Application 1.
The method of utilizing Magnesium Carbonate Powder coarse ore to prepare high-purity magnesium oxide is as follows:
1. The crude magnesium carbonate ore, the primary product of Longmucuo and Jiezechaka salt lake mixed with brine (sulfate type and carbonate type salt lake mixed with brine), is used as raw material, and the main component in the raw material component is 67.2% 4MgCO3·Mg( OH)2·5H2O, the minor components are NaCl and a small amount of sulfate and boron-containing compounds 0.27% (calculated as B) and so on. First, the coarse magnesium carbonate ore is crushed and sieved with a 60-mesh screen, and the soluble impurities are removed by traditional washing and filtration methods (for example, deionized water is used to prepare a slurry with a liquid-solid ratio of 5:1 by weight, Filter in vacuo after mechanical stirring, twice).
2. Add a sodium bicarbonate solution with a mass concentration of 9% to the Magnesium Carbonate Powder coarse ore that is screened and remove soluble impurities as a boron remover, wherein, according to the mass ratio, the sodium bicarbonate solution and the magnesium carbonate coarse ore are The liquid-solid ratio is 10:1, and the magnesium carbonate coarse ore is dissolved in the sodium bicarbonate solution to form the first slurry.
3. Putting the first slurry into the reactor for hydrothermal reaction to obtain the second slurry. The temperature at which the hydrothermal reaction was carried out was 180°C, and the reaction time was 10 hours.
4. The second slurry is filtered, washed and dried to obtain anhydrous Magnesium Carbonate Powder.
5. The anhydrous magnesium carbonate is calcined to obtain high-purity magnesium oxide. The firing temperature was 1200°C, and the firing time was 10 hours.

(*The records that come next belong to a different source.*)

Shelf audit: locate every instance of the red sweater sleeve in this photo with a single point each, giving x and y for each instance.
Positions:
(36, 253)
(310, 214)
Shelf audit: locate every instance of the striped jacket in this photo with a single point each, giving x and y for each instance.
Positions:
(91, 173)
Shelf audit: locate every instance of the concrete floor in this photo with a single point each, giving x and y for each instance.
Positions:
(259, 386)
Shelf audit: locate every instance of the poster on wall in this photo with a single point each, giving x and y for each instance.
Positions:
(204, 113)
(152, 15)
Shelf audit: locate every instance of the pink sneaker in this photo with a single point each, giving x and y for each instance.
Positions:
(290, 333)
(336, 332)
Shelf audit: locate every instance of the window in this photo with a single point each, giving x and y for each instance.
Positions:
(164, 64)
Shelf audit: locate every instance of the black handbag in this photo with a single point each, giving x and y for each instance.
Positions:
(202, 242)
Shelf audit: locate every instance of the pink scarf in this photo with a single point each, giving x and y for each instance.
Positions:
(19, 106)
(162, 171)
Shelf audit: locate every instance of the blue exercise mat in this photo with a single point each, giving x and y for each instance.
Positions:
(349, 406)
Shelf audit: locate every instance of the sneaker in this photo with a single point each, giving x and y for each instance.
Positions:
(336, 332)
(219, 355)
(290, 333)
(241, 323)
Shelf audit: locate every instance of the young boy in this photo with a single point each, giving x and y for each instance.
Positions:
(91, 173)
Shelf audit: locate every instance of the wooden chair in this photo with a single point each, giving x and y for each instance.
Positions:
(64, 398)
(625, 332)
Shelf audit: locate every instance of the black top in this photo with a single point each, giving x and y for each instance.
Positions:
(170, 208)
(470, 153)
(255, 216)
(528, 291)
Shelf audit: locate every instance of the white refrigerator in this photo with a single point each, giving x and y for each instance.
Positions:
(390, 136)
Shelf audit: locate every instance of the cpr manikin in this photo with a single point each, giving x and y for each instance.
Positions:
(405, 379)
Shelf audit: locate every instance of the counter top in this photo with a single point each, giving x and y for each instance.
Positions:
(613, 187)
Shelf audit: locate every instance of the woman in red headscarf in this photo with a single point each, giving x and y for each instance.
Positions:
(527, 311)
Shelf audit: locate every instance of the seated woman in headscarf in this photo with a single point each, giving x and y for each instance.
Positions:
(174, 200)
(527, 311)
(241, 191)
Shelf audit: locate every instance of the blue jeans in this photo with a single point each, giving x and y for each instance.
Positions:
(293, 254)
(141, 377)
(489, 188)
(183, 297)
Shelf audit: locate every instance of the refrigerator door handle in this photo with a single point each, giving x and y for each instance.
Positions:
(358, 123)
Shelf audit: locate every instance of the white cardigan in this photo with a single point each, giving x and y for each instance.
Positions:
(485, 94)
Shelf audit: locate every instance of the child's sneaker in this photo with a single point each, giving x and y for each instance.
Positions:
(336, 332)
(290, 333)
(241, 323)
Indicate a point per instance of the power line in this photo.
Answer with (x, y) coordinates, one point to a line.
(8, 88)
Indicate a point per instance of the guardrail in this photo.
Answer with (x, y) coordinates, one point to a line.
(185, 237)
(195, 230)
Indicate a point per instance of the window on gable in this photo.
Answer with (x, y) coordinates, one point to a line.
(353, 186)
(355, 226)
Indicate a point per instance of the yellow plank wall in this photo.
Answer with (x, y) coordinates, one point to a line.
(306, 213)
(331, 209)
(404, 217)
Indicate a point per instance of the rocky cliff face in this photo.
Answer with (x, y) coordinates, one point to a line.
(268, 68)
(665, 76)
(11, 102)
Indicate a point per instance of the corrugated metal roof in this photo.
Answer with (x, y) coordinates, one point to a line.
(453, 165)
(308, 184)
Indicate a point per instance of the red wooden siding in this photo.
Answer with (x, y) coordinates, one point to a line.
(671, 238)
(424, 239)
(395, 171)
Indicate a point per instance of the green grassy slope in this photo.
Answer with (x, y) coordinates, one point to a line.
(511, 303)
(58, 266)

After testing, the purity of the prepared magnesium oxide is as high as 99.17%, and the boron content is 0.0069%.
Application 2.
A process method for producing rare earth magnesium alloy by basic Magnesium Carbonate Powder, the concrete steps are:
The basic magnesium carbonate with MgO content of 41.7%wt was put into a stirring reaction kettle, and hydrochloric acid was added to carry out stirring reaction. After the solid was completely dissolved, a magnesium chloride solution was obtained, which was evaporated by heating and concentrated to a mass fraction of magnesium chloride of 40.1%. Cool to 20°C at a rate of 2°C/min to precipitate crystals, separate by suction filtration, and dry for 1.5h to obtain high-purity magnesium chloride hexahydrate crystals. The obtained high-purity magnesium chloride hexahydrate and lanthanum chloride heptahydrate are uniformly mixed according to a weight ratio of 1:0.10, as an electrolysis raw material, loaded into a graphite crucible, and a potassium chloride and sodium chloride mixture of 1:1 with a mass ratio is As the electrolyte, the liquid rare earth magnesium alloy is used as the sinking cathode, and the graphite crucible is used as the anode. The electrolytic raw materials after heating and melting are continuously added dropwise to the electrolyte. The current is 1000A, the voltage is 5V, and the temperature is 800 ℃. By direct current electrolysis, rare earth magnesium alloy is obtained at the cathode. After EDS detection, the lanthanum content of rare earth magnesium alloy is about 5%.